Monitoring Bank Safety On-Line
by AAII Staff
Bank failures and the ongoing turmoil in the financial markets have many individuals concerned about the stability of their own banks. Of course, even in the face of a bank failure, investors have some protections. The Federal Deposit Insurance Corporationguarantees deposits at federally insured banks while the National Credit Union Administration covers deposits at credit unions.
Another measure of bank safety is the financial strength of your bank. There are several entities that measure the safety and financial strength of various banks.
If you want to find out if your bank is safe, and to learn more about the FDIC and NCUA, these Web sites can help.
Federal Deposit Insurance Corporation
The FDIC’s Web site offers information about deposit insurance, a list of insured banks, articles, FAQs, consumer reports and more. The Deposit Insurance section helps you determine if your bank funds are federally insured; the Bank Find tool lets you search for insured banks, view branch locations, find merger and acquisition information, and learn about your bank’s history; another tool called EDIE helps you estimate the coverage of your deposits. You can also see which types of investments are not covered and learn about international deposit insurance. The regularly updated Industry Analysis page provides bank data and statistics, research and analysis on national banking trends, and information on failed banks. You can also call the FDIC help desk (877/275-3342) if you have questions not answered on the site.
National Credit Union Administration
The National Credit Union Administration) is the equivalent of the FDIC for credit unions. Their site provides information about NCUA insurance policies (which mirror the FDIC). You can also read about the NCUA’s insurance coverage rules and regulations. The Resources for Consumers area includes a search tool that lets you find credit unions by state. Each credit union listed includes a detailed data page with contact information. The Share Insurance area includes a tool to determine if your credit union is covered by federal insurance as well as a tool that estimates your total coverage amount.

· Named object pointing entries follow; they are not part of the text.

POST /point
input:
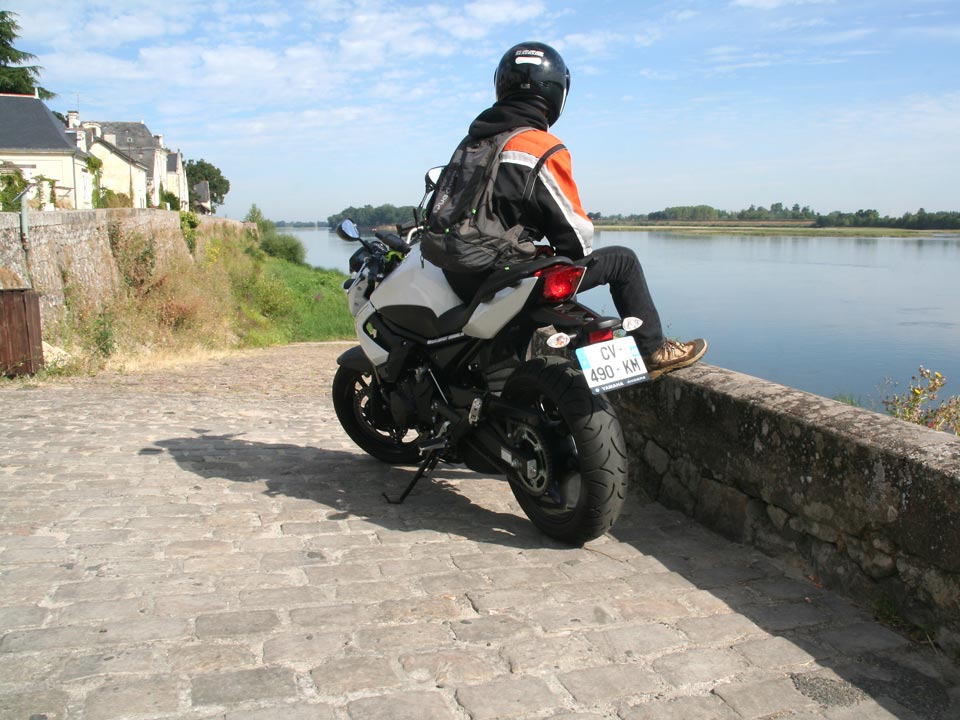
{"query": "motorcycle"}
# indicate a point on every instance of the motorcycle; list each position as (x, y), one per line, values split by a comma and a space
(436, 379)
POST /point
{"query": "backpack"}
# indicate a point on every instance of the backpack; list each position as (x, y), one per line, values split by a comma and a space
(463, 234)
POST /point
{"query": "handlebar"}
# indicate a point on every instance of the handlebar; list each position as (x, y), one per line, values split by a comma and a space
(392, 241)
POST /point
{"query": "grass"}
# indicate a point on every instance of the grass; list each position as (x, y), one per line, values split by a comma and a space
(229, 295)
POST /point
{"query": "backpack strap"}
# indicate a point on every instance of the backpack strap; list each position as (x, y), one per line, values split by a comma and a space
(535, 173)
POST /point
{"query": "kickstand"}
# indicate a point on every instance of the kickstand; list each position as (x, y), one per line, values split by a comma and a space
(428, 464)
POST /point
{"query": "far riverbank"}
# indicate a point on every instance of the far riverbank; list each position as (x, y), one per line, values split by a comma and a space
(778, 230)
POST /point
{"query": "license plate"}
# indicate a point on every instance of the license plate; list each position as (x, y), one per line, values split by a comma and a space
(612, 364)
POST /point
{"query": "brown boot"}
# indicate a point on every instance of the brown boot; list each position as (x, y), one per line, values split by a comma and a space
(673, 354)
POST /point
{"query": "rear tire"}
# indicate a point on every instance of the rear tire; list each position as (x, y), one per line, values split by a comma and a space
(580, 451)
(361, 411)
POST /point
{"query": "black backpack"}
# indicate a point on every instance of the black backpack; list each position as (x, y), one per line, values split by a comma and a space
(463, 234)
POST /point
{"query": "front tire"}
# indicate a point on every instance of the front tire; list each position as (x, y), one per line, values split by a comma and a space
(579, 489)
(363, 414)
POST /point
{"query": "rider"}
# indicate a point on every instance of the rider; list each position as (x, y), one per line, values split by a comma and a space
(532, 83)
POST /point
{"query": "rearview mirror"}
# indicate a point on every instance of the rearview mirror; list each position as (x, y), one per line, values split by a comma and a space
(348, 230)
(432, 177)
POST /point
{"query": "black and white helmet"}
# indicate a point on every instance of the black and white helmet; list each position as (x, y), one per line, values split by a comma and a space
(535, 70)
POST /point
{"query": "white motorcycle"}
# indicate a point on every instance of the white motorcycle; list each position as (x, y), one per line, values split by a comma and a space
(437, 379)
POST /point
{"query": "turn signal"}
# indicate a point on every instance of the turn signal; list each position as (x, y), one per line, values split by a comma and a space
(560, 282)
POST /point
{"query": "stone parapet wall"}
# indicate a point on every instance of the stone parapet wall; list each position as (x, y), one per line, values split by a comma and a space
(861, 501)
(72, 249)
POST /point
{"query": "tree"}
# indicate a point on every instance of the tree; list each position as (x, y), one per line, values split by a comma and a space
(16, 77)
(198, 170)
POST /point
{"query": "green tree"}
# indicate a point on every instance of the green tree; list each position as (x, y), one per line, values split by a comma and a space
(198, 170)
(15, 76)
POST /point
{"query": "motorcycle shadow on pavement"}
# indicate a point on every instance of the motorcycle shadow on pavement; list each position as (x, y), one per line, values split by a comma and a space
(350, 485)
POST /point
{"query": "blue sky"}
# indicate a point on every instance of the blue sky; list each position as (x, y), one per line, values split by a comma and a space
(309, 106)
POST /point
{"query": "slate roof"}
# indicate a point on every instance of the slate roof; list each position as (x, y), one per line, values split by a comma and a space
(27, 124)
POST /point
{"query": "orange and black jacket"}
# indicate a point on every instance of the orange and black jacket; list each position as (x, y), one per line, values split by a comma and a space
(548, 204)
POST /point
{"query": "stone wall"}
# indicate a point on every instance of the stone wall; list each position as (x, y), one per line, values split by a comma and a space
(859, 500)
(73, 249)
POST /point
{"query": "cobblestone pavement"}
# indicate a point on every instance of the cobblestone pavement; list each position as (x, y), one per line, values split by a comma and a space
(207, 543)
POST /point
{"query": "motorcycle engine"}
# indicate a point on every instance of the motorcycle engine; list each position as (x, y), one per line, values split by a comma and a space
(411, 398)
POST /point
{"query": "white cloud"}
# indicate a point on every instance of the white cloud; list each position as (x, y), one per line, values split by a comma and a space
(774, 4)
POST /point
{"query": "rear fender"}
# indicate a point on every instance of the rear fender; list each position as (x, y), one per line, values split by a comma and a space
(354, 359)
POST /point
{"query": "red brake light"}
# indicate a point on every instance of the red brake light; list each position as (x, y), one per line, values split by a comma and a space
(601, 335)
(560, 282)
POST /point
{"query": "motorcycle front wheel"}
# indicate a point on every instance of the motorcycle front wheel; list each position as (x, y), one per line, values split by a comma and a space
(577, 489)
(363, 414)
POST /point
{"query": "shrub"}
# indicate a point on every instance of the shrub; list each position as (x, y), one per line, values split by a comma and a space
(189, 222)
(916, 405)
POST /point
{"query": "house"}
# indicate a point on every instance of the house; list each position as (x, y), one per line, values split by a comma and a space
(119, 172)
(177, 180)
(135, 141)
(33, 140)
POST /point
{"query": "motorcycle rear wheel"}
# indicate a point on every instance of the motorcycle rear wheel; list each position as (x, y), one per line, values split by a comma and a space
(362, 414)
(579, 448)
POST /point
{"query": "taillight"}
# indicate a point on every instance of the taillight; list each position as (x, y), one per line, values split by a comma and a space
(560, 282)
(600, 335)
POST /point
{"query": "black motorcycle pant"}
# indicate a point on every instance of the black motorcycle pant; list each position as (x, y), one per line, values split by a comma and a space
(619, 268)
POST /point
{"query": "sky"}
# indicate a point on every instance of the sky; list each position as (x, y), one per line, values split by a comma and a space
(311, 106)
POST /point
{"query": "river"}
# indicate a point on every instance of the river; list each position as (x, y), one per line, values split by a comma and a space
(829, 315)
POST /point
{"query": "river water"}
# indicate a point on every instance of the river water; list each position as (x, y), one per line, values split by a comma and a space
(829, 315)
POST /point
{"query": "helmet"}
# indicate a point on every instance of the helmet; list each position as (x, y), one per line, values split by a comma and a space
(533, 69)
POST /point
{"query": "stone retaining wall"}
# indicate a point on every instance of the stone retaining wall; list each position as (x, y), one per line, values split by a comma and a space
(72, 248)
(861, 501)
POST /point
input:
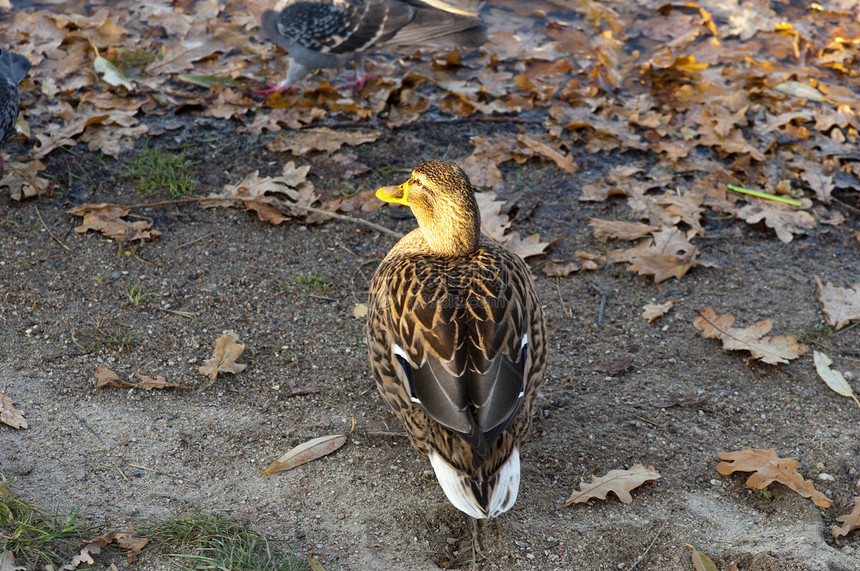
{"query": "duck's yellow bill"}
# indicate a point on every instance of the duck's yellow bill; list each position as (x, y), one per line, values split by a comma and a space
(393, 194)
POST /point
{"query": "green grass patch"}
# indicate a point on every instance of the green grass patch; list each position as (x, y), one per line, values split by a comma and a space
(156, 169)
(39, 539)
(315, 282)
(36, 537)
(210, 541)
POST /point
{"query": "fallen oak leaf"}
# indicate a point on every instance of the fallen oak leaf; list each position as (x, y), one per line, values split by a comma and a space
(108, 219)
(840, 304)
(227, 350)
(834, 379)
(125, 540)
(618, 481)
(768, 467)
(771, 350)
(850, 522)
(305, 452)
(9, 414)
(23, 180)
(668, 255)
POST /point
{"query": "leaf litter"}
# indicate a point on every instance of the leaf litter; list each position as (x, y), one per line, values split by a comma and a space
(767, 468)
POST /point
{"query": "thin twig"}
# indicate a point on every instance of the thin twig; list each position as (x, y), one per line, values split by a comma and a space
(274, 203)
(51, 234)
(561, 299)
(653, 541)
(194, 241)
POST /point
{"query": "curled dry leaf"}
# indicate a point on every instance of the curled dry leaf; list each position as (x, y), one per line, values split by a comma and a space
(770, 350)
(841, 304)
(850, 522)
(668, 255)
(702, 562)
(125, 540)
(227, 350)
(23, 180)
(496, 225)
(108, 219)
(652, 311)
(767, 468)
(834, 379)
(618, 481)
(9, 414)
(303, 453)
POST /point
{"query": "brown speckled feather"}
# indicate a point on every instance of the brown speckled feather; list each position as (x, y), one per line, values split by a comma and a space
(460, 323)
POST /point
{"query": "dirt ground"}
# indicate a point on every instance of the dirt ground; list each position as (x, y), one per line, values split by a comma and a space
(123, 456)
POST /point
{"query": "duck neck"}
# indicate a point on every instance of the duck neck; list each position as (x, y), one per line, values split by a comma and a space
(451, 234)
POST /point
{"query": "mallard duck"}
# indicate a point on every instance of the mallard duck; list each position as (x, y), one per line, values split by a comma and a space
(456, 341)
(324, 33)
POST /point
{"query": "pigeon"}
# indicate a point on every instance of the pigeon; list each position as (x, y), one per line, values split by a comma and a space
(324, 33)
(13, 68)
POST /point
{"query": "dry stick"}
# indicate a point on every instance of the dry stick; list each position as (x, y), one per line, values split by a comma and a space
(603, 296)
(343, 217)
(51, 234)
(653, 541)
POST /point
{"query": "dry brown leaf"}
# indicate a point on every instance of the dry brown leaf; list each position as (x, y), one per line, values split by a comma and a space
(495, 225)
(782, 218)
(305, 452)
(850, 522)
(108, 219)
(771, 350)
(9, 414)
(702, 562)
(767, 468)
(320, 139)
(269, 197)
(227, 350)
(23, 180)
(618, 481)
(125, 540)
(583, 262)
(840, 304)
(605, 229)
(652, 311)
(106, 377)
(668, 255)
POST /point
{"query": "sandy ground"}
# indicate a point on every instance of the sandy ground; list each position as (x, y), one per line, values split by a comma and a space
(123, 456)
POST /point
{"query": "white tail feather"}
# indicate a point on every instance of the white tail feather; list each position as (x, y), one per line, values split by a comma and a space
(457, 486)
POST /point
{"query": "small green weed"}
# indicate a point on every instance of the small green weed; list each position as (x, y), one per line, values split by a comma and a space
(215, 542)
(37, 538)
(136, 294)
(315, 282)
(157, 168)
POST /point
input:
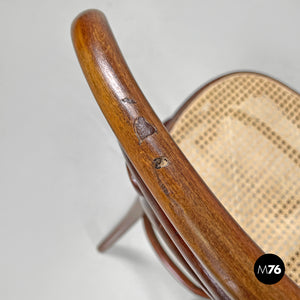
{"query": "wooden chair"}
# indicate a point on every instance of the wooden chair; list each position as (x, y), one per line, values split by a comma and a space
(241, 134)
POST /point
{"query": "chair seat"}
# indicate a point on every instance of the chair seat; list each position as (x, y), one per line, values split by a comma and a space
(242, 135)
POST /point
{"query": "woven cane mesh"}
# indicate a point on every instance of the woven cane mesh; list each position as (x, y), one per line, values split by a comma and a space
(242, 135)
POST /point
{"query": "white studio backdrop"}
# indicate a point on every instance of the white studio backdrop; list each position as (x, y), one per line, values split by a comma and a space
(63, 183)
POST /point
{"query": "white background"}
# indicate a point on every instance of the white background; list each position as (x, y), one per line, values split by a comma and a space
(62, 178)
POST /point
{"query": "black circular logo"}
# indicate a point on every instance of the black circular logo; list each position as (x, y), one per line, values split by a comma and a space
(269, 268)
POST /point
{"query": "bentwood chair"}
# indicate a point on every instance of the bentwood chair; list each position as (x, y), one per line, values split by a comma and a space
(220, 181)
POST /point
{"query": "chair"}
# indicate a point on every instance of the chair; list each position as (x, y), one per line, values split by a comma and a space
(241, 134)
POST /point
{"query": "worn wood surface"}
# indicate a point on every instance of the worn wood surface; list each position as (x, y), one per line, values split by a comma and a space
(222, 255)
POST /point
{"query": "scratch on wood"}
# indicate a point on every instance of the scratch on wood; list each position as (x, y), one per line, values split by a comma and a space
(143, 129)
(128, 100)
(176, 207)
(160, 162)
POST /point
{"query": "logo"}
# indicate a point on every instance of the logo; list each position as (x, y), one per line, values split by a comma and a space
(269, 268)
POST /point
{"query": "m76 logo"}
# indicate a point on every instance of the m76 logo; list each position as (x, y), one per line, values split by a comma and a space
(269, 269)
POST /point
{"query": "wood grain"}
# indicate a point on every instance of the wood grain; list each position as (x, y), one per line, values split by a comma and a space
(221, 254)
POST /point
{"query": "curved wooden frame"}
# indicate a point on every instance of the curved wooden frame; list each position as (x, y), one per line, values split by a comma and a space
(220, 253)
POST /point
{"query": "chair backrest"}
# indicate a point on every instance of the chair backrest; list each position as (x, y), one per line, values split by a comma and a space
(213, 244)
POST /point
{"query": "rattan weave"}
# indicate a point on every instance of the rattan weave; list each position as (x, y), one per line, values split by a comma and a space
(242, 135)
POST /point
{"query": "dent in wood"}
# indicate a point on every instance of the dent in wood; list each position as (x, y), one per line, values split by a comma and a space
(128, 100)
(143, 129)
(160, 162)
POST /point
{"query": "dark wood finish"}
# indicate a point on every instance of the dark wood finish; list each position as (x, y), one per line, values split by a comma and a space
(167, 261)
(217, 249)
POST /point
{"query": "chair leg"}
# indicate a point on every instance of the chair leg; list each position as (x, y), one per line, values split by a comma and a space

Bankrate.com provides a wealth of data on bank-related products. The site is updated regularly with interest rate data as well as editorial and educational content. An interesting feature is the site’s Safe & Sound ratings for banks. These ratings are based on the relative financial strength and stability of U.S. banks and credit unions. Twenty-two factors measure profitability, asset quality, capital adequacy and liquidity. Banks are rated with stars, where one star denotes the lowest rating and five stars indicates a superior rating. In addition to the star ratings, Bankrate.com prepares written reports for each institution with at least four quarters of historical financial data. To learn about a bank’s Safe & Sound rating and to read the accompanying report, go to the “Checking & Savings” area and look for the “Safe & Sound ratings” link.
BauerFinancial analyzes banks and credit unions using a star rating. To find star ratings for specific banks, you can search by state and bank name. You will be shown the star rating and find links to various reports. The star ratings are based on capital ratio, profitability and loss trends, level of delinquent loans, market versus book value of investment portfolios and more. A highlights report costs $10, a summary report costs $20, an analytical report is $40 and the Llamas Report (which combines the analytical and summary report with additional analysis) costs $49.
TheStreet.com’s Banks and Thrifts Screener
TheStreet.com Ratings Screener publishes financial-strength ratings on over 8,000 banking institutions on a quarterly basis. Criteria are based on adequate capital and earnings and the quality of the institution’s assets. Choose “Portfolio & Tools” from the top menu bar and then “Banks and Thrifts Screener” to view the quarterly ratings. The tool allows you to search by bank name, type, state and rating (A-excellent, B-good, C-fair, D-weak, and E-very weak). Clicking the bank name from the results list brings up a link for a one-page report discussing the bank’s overall rating (A to E), and ratings of more specific factors like capitalization, asset quality, liquidity, profitability and stability.